Die Richtlinien hat der Regierungsrat am 15. Dezember 2021 angepasst, in dem er den Grundsatz, dass sich diese am Bund orientieren, darin aufnahm. Das war vorher lediglich auf einem Merkblatt vom Sommer 2020 festgehalten. Die angepassten Richtlinien wurden Anfang dieses Monats im Intranet des Kantons publiziert und die Departemente haben ihre Abteilungen und Organisationen darauf aufmerksam gemacht.

Auch die Kantonsschulen. Doch die darin enthaltene Sonderzeichen-Regel ist nicht neu, sondern effektiv bereits fast 17 Jahre alt.

JSVP reklamiert Erfolg für sich

Die Reaktionen auf die Mitteilung der Kanti Aarau kamen dennoch prompt, vorab von den Jungparteien an den politischen Polen. Die Junge SVP reklamiert die kantonale Anordnung erfreut für sich: «Dieses Verbot ist dank dem Einsatz der Jungen SVP Aargau zu Stande gekommen», lässt sie in einer Mitteilung verlauten. Die Partei hatte eine Woche zuvor den Einsatz des Gendersterns an der Kanti kritisiert. Jetzt dankt sie dem Kanton, «dass er die linken Ideologen in ihre Schranken weist und die Neutralität der Schulen bewahrt».

Doch auch die linken Jungparteien meldeten sich umgehend. Und diese wollen den Genderstern oder andere gendergerechten Schreibweisen an den Schulen. Die Aargauer Juso lancierte bereits am Freitag eine Petition, die Bildungsdirektor Alex Hürzeler dazu auffordert, die «Weisung» zurückzunehmen und den Schulen den Entscheid über gendergerechte Sprache selber zu überlassen. Innerhalb von 48 Stunden kamen über 4250 Unterschriften zusammen, wie die Partei auf ihrer Website schreibt.

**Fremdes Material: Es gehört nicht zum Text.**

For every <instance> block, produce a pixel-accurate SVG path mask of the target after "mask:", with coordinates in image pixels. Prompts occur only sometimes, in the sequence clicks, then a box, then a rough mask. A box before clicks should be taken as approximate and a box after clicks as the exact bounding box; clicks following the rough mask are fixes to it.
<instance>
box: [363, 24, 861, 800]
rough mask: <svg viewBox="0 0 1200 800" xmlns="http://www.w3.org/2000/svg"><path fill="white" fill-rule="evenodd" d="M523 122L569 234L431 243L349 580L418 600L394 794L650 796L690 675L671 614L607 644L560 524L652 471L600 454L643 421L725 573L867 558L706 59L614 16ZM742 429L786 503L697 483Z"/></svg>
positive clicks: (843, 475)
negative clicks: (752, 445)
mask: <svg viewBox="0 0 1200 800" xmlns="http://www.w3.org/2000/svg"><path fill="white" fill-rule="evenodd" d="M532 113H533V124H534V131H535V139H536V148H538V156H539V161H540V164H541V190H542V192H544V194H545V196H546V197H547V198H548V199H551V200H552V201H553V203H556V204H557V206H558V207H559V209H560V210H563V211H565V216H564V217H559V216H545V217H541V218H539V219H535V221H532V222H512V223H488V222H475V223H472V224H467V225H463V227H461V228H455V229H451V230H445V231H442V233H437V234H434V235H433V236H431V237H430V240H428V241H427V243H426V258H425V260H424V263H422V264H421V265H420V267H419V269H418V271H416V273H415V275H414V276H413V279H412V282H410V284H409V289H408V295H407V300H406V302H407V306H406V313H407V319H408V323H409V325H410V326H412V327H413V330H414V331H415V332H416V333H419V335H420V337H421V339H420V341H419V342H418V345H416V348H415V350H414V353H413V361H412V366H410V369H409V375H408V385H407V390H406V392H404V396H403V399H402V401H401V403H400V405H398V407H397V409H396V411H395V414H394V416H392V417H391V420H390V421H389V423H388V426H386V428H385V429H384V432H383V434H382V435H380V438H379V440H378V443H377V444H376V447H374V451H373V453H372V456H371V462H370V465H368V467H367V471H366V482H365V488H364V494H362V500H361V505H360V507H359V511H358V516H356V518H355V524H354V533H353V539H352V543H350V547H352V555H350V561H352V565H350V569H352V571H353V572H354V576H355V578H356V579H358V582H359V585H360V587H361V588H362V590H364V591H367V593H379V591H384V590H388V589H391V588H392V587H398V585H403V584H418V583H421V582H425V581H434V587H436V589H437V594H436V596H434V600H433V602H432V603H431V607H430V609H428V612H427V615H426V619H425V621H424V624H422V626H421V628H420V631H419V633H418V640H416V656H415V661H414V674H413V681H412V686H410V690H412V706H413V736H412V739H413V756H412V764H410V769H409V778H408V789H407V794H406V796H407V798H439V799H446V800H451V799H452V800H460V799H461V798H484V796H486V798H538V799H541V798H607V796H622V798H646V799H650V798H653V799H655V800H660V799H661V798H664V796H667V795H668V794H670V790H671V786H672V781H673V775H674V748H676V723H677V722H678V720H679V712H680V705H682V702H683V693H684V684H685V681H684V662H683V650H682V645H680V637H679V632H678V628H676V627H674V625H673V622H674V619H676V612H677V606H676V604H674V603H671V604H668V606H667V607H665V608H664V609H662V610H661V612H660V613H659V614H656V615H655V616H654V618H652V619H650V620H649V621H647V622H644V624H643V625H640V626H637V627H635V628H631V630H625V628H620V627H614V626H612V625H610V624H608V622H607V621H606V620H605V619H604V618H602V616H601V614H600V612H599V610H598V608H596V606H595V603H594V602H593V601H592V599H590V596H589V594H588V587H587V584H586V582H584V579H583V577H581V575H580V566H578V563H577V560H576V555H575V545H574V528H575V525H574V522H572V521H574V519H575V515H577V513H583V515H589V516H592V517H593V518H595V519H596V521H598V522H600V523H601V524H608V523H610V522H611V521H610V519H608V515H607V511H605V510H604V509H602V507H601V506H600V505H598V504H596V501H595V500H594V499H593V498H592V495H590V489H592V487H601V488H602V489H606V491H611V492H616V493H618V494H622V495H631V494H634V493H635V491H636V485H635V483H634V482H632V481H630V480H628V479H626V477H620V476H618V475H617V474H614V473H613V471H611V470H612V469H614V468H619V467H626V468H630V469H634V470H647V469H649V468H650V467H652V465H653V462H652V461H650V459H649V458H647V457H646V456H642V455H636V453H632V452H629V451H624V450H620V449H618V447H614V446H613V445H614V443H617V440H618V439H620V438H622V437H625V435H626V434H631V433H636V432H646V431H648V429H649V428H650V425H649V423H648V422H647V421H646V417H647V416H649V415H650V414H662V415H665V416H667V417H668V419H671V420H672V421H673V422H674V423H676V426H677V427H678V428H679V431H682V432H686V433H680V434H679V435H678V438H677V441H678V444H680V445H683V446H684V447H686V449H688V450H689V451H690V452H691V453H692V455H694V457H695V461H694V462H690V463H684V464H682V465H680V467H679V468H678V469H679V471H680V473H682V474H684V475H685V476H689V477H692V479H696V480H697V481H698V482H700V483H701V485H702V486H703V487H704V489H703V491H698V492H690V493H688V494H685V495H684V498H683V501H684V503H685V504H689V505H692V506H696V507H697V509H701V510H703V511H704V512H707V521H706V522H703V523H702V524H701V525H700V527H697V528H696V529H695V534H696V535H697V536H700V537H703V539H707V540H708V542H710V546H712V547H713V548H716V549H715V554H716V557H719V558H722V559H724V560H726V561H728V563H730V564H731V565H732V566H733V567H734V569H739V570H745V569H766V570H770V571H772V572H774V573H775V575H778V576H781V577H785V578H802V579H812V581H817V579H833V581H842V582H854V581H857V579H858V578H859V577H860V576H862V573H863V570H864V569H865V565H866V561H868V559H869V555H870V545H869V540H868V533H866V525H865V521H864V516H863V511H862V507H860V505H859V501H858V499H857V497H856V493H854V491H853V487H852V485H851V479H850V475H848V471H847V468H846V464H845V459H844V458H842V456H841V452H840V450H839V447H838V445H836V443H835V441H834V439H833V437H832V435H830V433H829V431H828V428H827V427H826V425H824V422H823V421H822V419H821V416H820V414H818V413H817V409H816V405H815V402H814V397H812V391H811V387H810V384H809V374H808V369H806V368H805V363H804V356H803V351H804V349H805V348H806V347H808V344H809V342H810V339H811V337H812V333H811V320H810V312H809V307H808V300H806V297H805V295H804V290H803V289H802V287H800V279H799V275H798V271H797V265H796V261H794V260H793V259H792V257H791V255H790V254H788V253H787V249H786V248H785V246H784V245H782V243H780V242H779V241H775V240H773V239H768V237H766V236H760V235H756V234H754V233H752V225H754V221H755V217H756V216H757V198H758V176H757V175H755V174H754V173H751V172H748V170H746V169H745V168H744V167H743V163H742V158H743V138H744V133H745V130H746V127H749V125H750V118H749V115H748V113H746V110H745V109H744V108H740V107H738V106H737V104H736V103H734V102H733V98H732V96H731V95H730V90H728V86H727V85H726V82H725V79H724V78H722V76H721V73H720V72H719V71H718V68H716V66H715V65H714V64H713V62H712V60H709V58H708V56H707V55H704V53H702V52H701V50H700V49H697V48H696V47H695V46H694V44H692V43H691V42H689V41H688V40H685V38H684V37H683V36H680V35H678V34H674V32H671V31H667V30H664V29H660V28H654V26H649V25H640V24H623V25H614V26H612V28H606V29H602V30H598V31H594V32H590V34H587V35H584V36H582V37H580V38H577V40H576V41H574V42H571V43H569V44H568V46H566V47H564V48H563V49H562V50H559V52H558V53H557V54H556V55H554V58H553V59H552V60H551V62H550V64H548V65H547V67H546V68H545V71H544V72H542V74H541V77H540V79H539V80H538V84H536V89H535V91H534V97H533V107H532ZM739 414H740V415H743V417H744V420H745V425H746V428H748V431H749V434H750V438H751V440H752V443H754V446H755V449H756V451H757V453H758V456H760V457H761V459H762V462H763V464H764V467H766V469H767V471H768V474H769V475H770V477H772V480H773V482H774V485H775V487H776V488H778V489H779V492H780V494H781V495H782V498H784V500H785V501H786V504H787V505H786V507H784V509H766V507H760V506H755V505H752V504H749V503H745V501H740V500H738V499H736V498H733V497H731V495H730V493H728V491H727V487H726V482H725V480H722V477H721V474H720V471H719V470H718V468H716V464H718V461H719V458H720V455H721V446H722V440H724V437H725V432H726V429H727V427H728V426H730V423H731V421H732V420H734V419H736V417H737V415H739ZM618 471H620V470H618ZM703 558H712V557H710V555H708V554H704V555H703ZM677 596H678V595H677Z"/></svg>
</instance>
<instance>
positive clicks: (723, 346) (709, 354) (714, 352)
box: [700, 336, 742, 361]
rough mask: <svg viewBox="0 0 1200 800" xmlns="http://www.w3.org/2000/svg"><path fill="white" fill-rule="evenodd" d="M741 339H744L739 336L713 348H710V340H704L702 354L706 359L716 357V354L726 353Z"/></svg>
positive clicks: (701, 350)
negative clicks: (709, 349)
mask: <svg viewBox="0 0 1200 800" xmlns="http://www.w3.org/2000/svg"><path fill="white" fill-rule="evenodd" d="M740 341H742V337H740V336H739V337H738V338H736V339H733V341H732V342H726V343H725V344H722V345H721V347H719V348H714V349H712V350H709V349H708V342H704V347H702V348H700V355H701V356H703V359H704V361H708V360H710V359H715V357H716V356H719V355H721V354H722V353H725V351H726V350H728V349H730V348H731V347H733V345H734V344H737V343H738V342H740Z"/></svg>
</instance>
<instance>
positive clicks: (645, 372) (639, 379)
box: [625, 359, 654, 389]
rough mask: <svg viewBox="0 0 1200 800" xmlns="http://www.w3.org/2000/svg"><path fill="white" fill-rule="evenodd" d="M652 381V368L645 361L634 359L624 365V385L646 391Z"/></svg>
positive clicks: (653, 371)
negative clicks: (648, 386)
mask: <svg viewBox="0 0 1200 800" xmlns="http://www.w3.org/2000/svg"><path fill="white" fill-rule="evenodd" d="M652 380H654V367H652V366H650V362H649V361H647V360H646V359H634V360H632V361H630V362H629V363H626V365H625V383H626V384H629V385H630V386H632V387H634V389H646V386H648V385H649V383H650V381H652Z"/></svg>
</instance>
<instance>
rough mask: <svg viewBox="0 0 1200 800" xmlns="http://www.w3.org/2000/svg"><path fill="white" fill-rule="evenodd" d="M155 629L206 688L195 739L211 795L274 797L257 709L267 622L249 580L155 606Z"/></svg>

Junge Grüne: Schritt in die falsche Richtung

Eine sofortige Auflösung des Verbots fordern auch die Aargauer Jungen Grünen. Es sei ein Fakt, dass sich nicht alle Personen mit den Geschlechtern Mann und Frau identifizieren können. Gerade an den Kantonsschulen werde das Thema Geschlecht rege diskutiert. Diese Prozesse zu blockieren und den Schulen inklusive Sprache zu verbieten, sei ein Schritt in die komplett falsche Richtung, so die Jungen Grünen in einer Medienmitteilung.

Lelia Hunziker: Politik muss aktiv werden

Lelia Hunziker, Grossrätin SP.

«Das Thema beschäftigt die Jungen extrem», sagt SP-Grossrätin und Gleichstellungspolitikerin Lelia Hunziker. Der Erfolg der Juso-Petition zeige, dass die Politik aktiv werden müsse – auch wenn es sich hier nicht um eine neue Weisung des Kantons handelt. Man dürfe Regeln aus dem Jahr 2005 durchaus überdenken, anpassen und mit der Zeit gehen, so Hunziker.

Dass man im Zuge der letzten Anpassungen dies nicht tat, die Schulen, die Jungen, vielleicht auch die Parteien nicht konsultiert hat, irritiert die Grossrätin. Man merke, dass ein Gleichstellungsbüro fehlt im Kanton. Dabei bilde der Genderstern nichts anderes als die Realität ab, «ohne werden Menschen in Kategorien eingeteilt, denen sie sich nicht zugehörig fühlen», so Hunziker.

Kompromisse möglich

Gendersternchen oder andere Sonderzeichen müssten dabei nicht einmal absolut in die Sprache aufgenommen werden, man könne auch Abstufungen definieren, so Hunziker. «Könnte, als Kompromiss, denn nicht ein Unterschied zwischen amtlichen Publikationen und Informationen, Maturaarbeiten oder in Magazinen gemacht werden?», fragt sie. So aber «ist null Wille für eine zeitgemässe Sprachregelung erkennbar und der Regierungsrat beansprucht die absolute Definitionsmacht für sich», findet sie.